Six collected phenidates, i.e., 4-methylmethylphenidate, 3,4-dichloromethylphenidate, ethylphenidate, 3,4-dichloroethylphenidate, ethylnaphthidate, and N-benzyl-ethylphenidate were fully characterized by means of X-ray, nuclear magnetic resonance (NMR), gas chromatography-mass spectrometry (GC-MS), electrospray ionization-tandem mass spectrometry (ESI-MS/MS), attenuated total reflectance Fourier transform infrared (ATR-FTIR) and GC solid-state IR analysis. Crystallography revealed the exclusive presence of the threo-configuration. Steric crowding induced by N-benzyl substitution at the piperidine moiety prompted an adoption of an unexpected axial positioning of substituents on the piperidine moiety in the crystal state as opposed to the exclusive equatorial positioning encountered in N-unsubstituted phenidate analogues. Gas phase computations of the relative lowest energy conformers confirm that the axial positioning appears to be favoured over the equatorial positioning; in solution, however, equatorial positioning is predominant according to nuclear Overhauser effect experiments. All samples, mainly originating from China, had a good to very good degree of purity indicative of their professional chemical synthesis. Routine analysis of these drugs by GC-MS revealed thermal decomposition of phenidate analogues in the injection port and/or on column to 2-aryl-ethyl-acetates and 2,3,4,5-tetrahydropyridines. The decomposition pathway was suggested to proceed via a 6-membered transition state which was supported by density functional theory (DFT) computations. Fragmentation pathways of decomposition products as well as the corresponding electron ionization (EI) mass spectra are provided. The thermal instability might thus render smoking or 'vaping' of these drugs a less effective route of administration. The analytical fingerprints of six structurally diverse phenidate analogues provide a helpful reference to forensic chemists in charge of identifying new psychoactive substances. Copyright © 2017 John Wiley & Sons, Ltd.

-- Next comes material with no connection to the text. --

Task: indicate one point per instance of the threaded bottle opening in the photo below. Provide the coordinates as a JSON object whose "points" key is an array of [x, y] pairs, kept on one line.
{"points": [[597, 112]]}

六种收集到的哌醋甲酯类化合物,即4-甲基哌醋甲酯、3,4-二氯哌醋甲酯、乙基哌醋甲酯、3,4-二氯乙基哌醋甲酯、萘乙哌醋甲酯和N-苄基乙基哌醋甲酯,通过X射线、核磁共振(NMR)、气相色谱-质谱联用(GC-MS)、电喷雾电离串联质谱(ESI-MS/MS)、衰减全反射傅里叶变换红外光谱(ATR-FTIR)和GC固态红外分析进行了全面表征。晶体学研究表明,这些化合物仅存在苏式构型。哌啶部分的N-苄基取代所引起的空间拥挤,促使在晶体状态下哌啶部分的取代基采取了意想不到的轴向定位,这与未取代的哌醋甲酯类似物中仅有的赤道定位相反。相对最低能量构象体的气相计算证实,轴向定位似乎比赤道定位更受青睐;然而,根据核Overhauser效应实验,在溶液中赤道定位占主导。所有样品主要来自中国,纯度良好至非常高,表明它们是通过专业化学合成得到的。通过GC-MS对这些药物进行常规分析发现,哌醋甲酯类似物在进样口和/或柱上热分解为2-芳基乙酸乙酯和2,3,4,5-四氢吡啶。据推测,分解途径是通过一个六元过渡态进行的,这得到了密度泛函理论(DFT)计算的支持。文中提供了分解产物的碎裂途径以及相应的电子电离(EI)质谱。因此,热不稳定性可能使这些药物的吸烟或“ vaping”给药途径效果较差。六种结构不同的哌醋甲酯类似物的分析指纹图谱为负责鉴定新型精神活性物质的法医化学家提供了有用的参考。版权所有© 2017 John Wiley & Sons, Ltd.